Now, I'm back. I've been working in my local food world intensely for the past couple years and some friends are in the midst of a pretty hard-core local food challenge: eat nothing but food grown in our region. Now, our region is a great place to grow cool weather crops year round, but it's a little lacking in some other departments. Grains, for instance, among other things. This morning I was talking with Local Food Friend (LFF) and he was bemoaning the lack of salt in his current local diet. Now, I am an unrepentant salt slut and I don't mind admitting that publicly. (Hence, the unrepentant part.) Giving up coffee, chocolate, most spices? I can do that for a month. But salt? Not a chance!

So, I said to LFF, couldn't you make your own salt? We live on the ocean's edge; plenty of salt water. Can you do that, he asked. My answer: Gandhi did it, so why not us?

My follow-up answer was to Google the heck out of this question. I read three different suggestions/opinions (here, here, and here) and since two of the three were reasonably positive, I decided to give it a try:
To that end, I waded into the chilly Pacific this afternoon armed with three gallon zip-lock bags to collect some liquid salt. It sat on the counter for a couple hours to let the sand settle to the bottom (which it did very nicely). I strained it through a flour-sack towel folded in quarters to get out more grit, pouring carefully to leave the sand in the bags. Two gallons are cooling in a stock pot now after having boiled for 25 minutes to kill off any harmful biological bits. Tomorrow, I'll evaporate that down in a big roasting pan bit by bit to get my salt. 

Another 2/3 of a gallon is in a bowl in the freezer. When I was involved in maple sugaring many moons ago, we would discard ice in sap collecting buckets because the sugar generally concentrated in the unfrozen part. I figure that salt's effect of lowering the freezing temperature of water should mean that I can concentrate the salt content by removing ice as it forms. That's my theory and I think it is worth a trial.

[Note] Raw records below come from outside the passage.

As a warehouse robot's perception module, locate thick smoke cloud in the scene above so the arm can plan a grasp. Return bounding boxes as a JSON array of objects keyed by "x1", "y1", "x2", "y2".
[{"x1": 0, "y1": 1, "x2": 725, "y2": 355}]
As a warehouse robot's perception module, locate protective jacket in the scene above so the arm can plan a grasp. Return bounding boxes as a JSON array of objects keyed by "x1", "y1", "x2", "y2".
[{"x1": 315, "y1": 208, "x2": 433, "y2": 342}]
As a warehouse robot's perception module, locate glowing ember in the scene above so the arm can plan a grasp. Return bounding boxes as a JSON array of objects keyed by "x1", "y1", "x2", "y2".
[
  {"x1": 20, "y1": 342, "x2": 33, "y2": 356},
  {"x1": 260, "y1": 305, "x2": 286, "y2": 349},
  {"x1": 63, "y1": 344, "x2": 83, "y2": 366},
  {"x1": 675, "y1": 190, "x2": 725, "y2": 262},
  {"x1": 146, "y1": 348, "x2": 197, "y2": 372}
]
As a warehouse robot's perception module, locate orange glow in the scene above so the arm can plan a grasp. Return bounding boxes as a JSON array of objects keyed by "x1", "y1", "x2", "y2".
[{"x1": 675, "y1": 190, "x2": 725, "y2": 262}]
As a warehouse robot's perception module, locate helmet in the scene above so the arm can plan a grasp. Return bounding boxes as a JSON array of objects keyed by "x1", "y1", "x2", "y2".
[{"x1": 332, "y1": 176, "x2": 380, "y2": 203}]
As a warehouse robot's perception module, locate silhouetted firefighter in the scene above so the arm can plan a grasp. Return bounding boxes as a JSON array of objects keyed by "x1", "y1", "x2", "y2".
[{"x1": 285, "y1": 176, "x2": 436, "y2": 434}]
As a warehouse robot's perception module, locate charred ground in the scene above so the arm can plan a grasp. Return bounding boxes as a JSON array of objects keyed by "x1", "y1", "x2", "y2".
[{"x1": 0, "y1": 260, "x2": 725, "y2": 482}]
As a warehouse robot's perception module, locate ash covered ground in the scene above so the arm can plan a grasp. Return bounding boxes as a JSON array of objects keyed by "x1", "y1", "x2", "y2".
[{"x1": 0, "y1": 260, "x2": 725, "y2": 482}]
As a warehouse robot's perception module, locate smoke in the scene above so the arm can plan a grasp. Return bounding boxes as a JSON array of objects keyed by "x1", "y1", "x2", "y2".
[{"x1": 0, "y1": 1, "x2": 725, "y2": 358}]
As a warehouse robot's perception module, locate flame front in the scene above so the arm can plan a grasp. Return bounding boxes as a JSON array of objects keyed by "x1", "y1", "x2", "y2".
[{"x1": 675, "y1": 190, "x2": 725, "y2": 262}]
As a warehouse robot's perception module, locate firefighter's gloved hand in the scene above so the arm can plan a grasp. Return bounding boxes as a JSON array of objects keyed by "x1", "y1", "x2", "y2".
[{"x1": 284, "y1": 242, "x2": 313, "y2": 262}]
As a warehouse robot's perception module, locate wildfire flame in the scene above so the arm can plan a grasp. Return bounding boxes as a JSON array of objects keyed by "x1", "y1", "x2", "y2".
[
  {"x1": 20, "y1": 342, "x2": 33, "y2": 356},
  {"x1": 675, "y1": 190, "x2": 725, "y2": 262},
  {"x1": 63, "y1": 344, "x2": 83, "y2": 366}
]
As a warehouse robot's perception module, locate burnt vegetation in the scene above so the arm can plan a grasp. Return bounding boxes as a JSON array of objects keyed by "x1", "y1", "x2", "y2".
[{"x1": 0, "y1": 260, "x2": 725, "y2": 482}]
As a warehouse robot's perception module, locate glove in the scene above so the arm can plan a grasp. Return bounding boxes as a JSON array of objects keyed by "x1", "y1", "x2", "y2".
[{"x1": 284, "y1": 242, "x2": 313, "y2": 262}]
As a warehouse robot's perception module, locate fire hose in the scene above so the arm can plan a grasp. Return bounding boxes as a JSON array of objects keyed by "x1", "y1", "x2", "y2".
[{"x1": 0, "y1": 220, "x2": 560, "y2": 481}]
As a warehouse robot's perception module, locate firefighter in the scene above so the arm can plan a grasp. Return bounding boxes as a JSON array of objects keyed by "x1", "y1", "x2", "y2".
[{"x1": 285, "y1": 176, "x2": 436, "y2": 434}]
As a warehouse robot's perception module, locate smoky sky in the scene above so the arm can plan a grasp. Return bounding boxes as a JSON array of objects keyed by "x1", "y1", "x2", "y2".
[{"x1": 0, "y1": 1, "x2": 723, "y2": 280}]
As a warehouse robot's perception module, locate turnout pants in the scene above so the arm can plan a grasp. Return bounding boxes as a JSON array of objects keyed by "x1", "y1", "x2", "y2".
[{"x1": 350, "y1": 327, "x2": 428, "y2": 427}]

Once I've done a few rounds of freeze and discard, I'll boil the remainder to take care of biological hazards, strain it again, and then finish reducing through heat.

With any luck, by the end of the day tomorrow, I'll have some wild salt, freshly caught from the Pacific Ocean. And if I have luck, then LFF will also be in luck: he will not have to eat unsalted food for the next 24 days. Personally, I'd be close to suicidal by Day 17, so I'm really hoping this works. Keep your fingers crossed!